L’essor du mouvement part de deux constats
- les espaces ruraux sont victimes de toutes sortes d’attaques (l’agriculture chimique intensive et les sylvicultures non pérennes, le tourisme, la multiplication de grands projets inutiles, l’artificialisation et l’accaparement des terres) liées au système productiviste, extractiviste et capitaliste ;
- ces espaces sont investis par différents types de luttes : contestations d’agriculteur·rices ; blocages ou sabotages de grands projets industriels, occupations de type ZAD, installations paysannes collectives.
Mais les acteurs de ces luttes ont de grandes difficultés à communiquer les un∙es avec les autres. Un des objectifs du camp était donc de permettre aux participant∙es de sortir de l’isolement, de visibiliser et décloisonner les luttes, et de dépasser certains clivages pour consolider les alliances et amitiés politiques entre celles et ceux qui les mènent. Il s’agissait aussi d’identifier les défis à relever pour mettre en place et pérenniser des alternatives paysannes désirables, rejoignables et respectueuses de l’environnement : comment rendre la paysannerie attractive, comment faciliter l’accès à la terre, comment (ré)acquérir les savoirs faire, quels modèles agricoles et quelle organisation humaine ? Comment bâtir et maintenir les collectifs paysans dans la durée ? Comment ne pas reproduire en leur sein les dominations que nous combattons à l’extérieur ? Comment faire face ensemble aux enjeux sociaux, climatiques et écologiques ?

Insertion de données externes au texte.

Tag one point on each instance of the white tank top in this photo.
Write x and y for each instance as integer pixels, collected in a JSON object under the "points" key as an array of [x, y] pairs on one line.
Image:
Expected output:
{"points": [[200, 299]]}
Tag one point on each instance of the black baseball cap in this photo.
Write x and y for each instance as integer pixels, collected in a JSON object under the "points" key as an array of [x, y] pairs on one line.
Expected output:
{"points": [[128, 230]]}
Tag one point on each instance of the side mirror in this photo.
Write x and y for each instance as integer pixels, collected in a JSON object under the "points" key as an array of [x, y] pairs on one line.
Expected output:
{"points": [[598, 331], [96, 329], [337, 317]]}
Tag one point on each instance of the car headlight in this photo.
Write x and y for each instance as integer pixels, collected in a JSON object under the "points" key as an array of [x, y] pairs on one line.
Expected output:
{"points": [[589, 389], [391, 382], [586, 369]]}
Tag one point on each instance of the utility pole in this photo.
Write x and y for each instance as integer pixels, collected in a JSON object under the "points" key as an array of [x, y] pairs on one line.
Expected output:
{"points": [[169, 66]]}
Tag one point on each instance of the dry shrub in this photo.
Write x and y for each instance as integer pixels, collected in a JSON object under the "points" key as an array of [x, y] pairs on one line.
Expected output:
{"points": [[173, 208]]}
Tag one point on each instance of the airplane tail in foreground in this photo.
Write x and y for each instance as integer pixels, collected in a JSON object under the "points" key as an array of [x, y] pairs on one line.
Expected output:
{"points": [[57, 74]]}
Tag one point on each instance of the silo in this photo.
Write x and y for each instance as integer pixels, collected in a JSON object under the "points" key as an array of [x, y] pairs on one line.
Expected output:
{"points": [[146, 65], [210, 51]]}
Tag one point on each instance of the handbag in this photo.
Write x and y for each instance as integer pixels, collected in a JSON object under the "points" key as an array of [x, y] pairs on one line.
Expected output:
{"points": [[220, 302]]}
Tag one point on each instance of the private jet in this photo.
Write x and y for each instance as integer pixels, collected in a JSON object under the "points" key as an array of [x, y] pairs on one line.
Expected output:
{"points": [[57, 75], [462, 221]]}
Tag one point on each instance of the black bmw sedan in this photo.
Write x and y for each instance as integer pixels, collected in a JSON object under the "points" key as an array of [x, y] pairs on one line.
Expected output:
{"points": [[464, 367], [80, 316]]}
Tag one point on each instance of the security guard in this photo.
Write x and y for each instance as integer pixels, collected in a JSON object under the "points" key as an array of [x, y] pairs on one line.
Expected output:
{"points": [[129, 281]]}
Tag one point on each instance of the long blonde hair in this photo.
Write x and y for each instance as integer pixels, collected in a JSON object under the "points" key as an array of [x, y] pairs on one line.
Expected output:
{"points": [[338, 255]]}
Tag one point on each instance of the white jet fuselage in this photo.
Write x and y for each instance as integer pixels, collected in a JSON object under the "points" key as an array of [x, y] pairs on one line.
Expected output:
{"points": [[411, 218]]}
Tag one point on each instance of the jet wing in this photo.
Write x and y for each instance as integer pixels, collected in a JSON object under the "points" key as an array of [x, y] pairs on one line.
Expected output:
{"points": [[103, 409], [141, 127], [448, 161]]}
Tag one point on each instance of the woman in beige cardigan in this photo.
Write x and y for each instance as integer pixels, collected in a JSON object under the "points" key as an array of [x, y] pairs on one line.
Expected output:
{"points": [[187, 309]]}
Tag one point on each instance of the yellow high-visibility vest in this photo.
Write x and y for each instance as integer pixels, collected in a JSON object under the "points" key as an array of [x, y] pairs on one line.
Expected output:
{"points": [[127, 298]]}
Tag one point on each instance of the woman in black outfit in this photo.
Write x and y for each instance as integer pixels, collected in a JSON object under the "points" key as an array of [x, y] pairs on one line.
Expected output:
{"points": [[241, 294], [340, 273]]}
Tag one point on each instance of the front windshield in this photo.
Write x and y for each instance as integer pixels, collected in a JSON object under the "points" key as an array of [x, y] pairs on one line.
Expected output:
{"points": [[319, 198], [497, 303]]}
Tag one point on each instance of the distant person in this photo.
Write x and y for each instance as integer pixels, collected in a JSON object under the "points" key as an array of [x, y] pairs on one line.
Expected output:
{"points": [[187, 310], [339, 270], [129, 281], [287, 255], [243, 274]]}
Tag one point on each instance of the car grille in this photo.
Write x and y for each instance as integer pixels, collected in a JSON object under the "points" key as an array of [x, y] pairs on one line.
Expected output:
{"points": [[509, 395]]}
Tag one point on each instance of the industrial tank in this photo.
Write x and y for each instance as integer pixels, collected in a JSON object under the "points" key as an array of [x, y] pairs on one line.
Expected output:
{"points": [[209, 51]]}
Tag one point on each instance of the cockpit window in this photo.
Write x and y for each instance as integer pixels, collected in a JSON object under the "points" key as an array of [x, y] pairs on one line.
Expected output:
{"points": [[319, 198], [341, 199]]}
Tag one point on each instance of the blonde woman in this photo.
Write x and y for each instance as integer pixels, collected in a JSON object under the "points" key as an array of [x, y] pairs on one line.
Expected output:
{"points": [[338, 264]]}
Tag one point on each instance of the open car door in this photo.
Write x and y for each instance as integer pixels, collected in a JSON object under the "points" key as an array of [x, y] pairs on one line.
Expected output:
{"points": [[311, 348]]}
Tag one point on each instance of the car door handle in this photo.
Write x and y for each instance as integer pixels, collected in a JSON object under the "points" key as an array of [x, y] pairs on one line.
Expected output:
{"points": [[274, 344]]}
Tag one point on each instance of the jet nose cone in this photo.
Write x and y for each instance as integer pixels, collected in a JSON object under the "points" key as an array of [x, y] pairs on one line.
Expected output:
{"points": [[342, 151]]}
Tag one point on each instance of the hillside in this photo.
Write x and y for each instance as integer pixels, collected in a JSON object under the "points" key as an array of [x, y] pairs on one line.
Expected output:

Et le syndicat dans tout ça ?
Pour Solidaires, il y a nécessité à trouver un équilibre social, environnemental et économique. S’atteler à cette transformation sociale et écologique est d’autant plus important que le capitalisme tente de reprendre à son compte la question environnementale, avec tous les moyens dont il dispose : financement de la croissance dite verte, lobbying des multinationales dans les négociations climat de l’ONU, développement du marketing lui aussi dit vert, recours à la technoscience pour résorber les gaz à effet de serre ou mettre en avant des sources d’énergie à faible émission comme le nucléaire, en occultant les risques liés aux radiations. L’enjeu est donc de définir la perspective stratégique d’un nouveau mode de développement, qui parvienne tout à la fois à rompre avec la logique productiviste et à combiner la satisfaction des besoins sociaux, tant à l’échelle nationale que mondiale. Il est nécessaire de considérer les conditions permettant d’arrêter la course à la surproduction et à la surconsommation. Le productivisme et la nécessité de croissance intrinsèque au capitalisme sont les moteurs dans la destruction de la planète.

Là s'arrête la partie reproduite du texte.